Stanley also loved Dublin’s cultural and architectural heritage. No 31 is one of the few remaining Huguenot houses and he doggedly held out against the developers of the apartment blocks that surrounded the house.

In his early career as a solicitor, Stanley worked closely with leading barristers such as Séamus Sorahan SC, often on difficult cases involving republican defendants in the criminal courts and later in the Special Criminal Court.

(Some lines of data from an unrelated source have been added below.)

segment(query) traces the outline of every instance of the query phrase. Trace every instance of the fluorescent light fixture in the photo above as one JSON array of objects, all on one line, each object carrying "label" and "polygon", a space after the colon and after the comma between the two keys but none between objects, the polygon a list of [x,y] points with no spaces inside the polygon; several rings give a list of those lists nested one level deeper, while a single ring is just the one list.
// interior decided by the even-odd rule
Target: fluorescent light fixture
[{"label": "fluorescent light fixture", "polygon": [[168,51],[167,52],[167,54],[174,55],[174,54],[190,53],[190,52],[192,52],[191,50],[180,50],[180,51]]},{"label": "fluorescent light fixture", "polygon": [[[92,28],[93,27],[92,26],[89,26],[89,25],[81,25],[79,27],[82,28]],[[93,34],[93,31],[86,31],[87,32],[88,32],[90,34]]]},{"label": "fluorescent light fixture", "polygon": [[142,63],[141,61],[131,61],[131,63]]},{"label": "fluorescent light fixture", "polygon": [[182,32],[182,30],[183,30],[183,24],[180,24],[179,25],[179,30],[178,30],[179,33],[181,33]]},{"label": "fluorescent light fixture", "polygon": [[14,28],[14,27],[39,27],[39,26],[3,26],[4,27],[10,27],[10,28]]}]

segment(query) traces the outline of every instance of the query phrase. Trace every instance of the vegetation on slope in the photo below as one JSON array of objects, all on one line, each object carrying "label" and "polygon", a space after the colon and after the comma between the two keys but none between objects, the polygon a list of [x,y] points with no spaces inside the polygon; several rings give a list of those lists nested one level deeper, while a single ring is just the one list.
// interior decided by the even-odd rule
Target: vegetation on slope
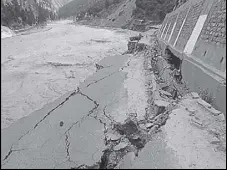
[{"label": "vegetation on slope", "polygon": [[73,0],[61,7],[58,11],[59,18],[71,16],[84,17],[85,13],[101,17],[101,12],[108,10],[111,5],[118,4],[123,0]]},{"label": "vegetation on slope", "polygon": [[19,29],[26,25],[42,24],[49,19],[56,18],[50,1],[30,0],[28,2],[19,3],[17,0],[3,2],[1,0],[1,24],[11,29]]},{"label": "vegetation on slope", "polygon": [[162,22],[175,4],[175,0],[136,0],[133,16],[136,19]]}]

One high-profile case in which he had an unexpected involvement was the 1975 Monasterevin siege in which Dutch industrialist Tiede Herrema was held hostage by republicans Eddie Gallagher and Marion Coyle. Stanley told of being called from his bed in the middle of the night to act as an intermediary in an attempt to have Dr Herrema released from captivity in a council house, outside of which the world's press was camped.


Devoted to Jewish faith
Stanley was especially devoted to his Jewish faith and was closely involved in all aspects of his synagogue in Terenure; he was also a founding member of the Irish Jewish Museum on Walworth Road in Portobello, and one of its life presidents.

His father, Albert, had the idea of turning the former synagogue into a museum that would celebrate Ireland’s Jewish history within the old Little Jerusalem area.

His younger brother Raphael, a barrister and diplomat, was curator of the museum, and the Siev family endowed the building in the name of their mother Edith.

Stanley’s last few years were overshadowed by the sudden death in 2009 of Raphael, with whom he had a very close bond.

A strong believer in remaining mentally and physically active, even in his advanced years, Stanley was a regular sight around the city he loved, on his bicycle and carrying his leather briefcase. His favourite pastimes, he said, were “cycling in the lowlands and hiking in the highlands”.

He is survived by his wife Rosel, three daughters Sarah, Raiselle, Lydia, son Donald, step-daughters Carolyn and Sharon, and also by his many grandchildren and great-grandchildren.